In some countries, sound level limits at live shows are fairly gentle. Denmark, Norway, and the Netherlands, for instance, are using an L A,eq of 103 dB over 15 min. This makes for loud shows, and only limits very few acts in being as loud as they want to: in fact even with the right to be at 103 dB, most shows are played at 99–101 dB on average, as this often proves to be an adequate SPL. Of course if this measurement is made at the sound engineer’s position, without being corrected with regard to the potentially shorter distance from the speakers to some audience members it may, depending on the layout of the hall, mean that other audience members receive considerable larger doses. Other countries including Sweden and Switzerland have a stricter approach, where shows are to be at 99 dB(A), and for Sweden, the limit is lowered if any audience member is below the age of 13. Then it is set at L A,eq 93 dB over 60 min. A number of exceptions exist.

Especially for outdoor events in closely populated areas, the limits are very strict, and sometimes even based on instant values instead of an average. This makes it very difficult to produce a concert at a sound level expected by the audience, and complaints from ticketholders are often the end result.

One of the main limitations with the current legislation is that the maximum levels set forth are almost always based on A-weighted values. Part of the reason for that is also that the majority of noise regulations and guidance literature was written in the mid-twentieth century. At that time loudspeaker design was in its infancy, and not comparable to today’s powerful line arrays and huge subbass cabinets. The development in loudspeaker design has enabled sound engineers to play with full range systems, frequencies from around 30 Hz all the way to 20 kHz.

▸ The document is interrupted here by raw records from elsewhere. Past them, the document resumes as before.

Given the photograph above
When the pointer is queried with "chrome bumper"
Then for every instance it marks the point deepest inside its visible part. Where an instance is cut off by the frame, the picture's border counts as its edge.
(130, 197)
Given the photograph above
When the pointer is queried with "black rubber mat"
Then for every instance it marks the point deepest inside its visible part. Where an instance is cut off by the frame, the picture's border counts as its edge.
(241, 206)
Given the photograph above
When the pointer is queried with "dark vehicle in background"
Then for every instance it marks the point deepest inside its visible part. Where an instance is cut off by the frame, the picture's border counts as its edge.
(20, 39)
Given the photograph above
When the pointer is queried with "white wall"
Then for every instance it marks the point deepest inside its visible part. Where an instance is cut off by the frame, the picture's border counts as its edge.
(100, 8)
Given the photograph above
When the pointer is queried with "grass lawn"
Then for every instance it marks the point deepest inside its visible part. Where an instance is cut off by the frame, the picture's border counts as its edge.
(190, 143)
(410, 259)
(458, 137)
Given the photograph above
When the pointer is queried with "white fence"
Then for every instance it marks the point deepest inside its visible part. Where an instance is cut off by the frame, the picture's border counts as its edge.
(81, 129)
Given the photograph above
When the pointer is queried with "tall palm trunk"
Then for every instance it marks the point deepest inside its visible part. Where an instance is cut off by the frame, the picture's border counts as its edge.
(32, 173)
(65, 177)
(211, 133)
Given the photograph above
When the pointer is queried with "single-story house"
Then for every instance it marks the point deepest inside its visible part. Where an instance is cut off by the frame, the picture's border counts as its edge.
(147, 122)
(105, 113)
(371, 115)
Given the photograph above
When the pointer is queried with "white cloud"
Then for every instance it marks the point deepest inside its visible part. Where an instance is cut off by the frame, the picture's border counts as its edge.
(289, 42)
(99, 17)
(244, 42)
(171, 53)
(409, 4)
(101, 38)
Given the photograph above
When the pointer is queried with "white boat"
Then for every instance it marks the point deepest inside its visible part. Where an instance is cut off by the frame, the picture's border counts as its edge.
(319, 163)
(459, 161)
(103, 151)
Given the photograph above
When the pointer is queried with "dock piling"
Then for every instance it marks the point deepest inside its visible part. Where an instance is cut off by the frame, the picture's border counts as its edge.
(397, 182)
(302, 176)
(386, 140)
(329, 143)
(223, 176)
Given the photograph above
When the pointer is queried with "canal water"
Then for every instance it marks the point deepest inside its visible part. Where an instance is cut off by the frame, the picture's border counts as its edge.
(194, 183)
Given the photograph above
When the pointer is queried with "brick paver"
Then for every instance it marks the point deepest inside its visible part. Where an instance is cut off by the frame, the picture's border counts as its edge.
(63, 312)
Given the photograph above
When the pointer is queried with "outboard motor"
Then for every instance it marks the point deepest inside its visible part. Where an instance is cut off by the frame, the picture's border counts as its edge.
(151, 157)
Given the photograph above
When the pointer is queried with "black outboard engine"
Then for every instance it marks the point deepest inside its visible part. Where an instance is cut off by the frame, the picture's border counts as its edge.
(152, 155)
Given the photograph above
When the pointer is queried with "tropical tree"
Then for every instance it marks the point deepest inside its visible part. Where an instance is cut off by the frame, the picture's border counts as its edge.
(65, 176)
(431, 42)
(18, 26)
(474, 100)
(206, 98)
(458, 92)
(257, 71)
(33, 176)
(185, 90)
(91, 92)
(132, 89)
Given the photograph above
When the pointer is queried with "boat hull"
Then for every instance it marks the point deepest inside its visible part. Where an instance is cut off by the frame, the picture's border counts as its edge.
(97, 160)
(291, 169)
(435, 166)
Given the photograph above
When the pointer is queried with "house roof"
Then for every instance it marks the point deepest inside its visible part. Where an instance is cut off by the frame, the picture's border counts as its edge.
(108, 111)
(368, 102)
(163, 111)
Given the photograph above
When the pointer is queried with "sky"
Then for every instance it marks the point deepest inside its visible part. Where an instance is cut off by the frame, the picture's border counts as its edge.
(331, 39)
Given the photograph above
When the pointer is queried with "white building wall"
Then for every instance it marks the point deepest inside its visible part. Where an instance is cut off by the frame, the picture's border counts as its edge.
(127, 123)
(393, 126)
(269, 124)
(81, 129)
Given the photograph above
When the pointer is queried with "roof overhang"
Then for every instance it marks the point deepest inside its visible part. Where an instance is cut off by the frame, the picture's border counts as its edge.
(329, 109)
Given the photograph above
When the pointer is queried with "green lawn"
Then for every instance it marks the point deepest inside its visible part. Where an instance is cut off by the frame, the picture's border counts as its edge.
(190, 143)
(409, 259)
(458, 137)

Bass frequencies are the most difficult to control and sound insulate. This fact often results in neighbors mainly being bothered by bass frequency sound, and not the sound stemming from other instruments. As mentioned, A-weighting removes a lot of bass content from the measurement to better mimic the behavior of the ear, and thus there is very little correlation between the measured SPL at the event and the nuisance experienced by the neighbor. An example that describes the inadequacy of A-weighting for this purpose could be to look at the difference between a British guitar rock band, and an electronic dance act. Both orchestras may play at the same L A,eq of 100 dB measured inside the venue, but due to the very heavy bass that is often associated with the electronic music genre, the neighbor of such an event will be bothered much more by the electronic act than by the rock band, as the bass content is much, much louder, but not reflected on the A-weighted measurement. Switching to more frequency flat C-weighted measurements would provide a much better correlation between the value measured inside the venue and the nuisance to the neighbors. Switching to C-weighted measurements would at the same time require a significant increase in the value of the maximum allowed L eq. When looking at measurements of A- and C-weighted values performed simultaneously, there is often a 10–20 dB difference between the two quantities, so a limit of L A,eq 15 min = 100 dB, would have to be Lc, eq 15 min = 110 dB or maybe even more.

Regardless of the important safety issue of sound-level control at amplified concerts, it should be remembered that our hearing system distorts more at higher levels. The masking curves in Fig. 1.12 show that at higher levels the sound engineer has a more difficult job creating a clear sound.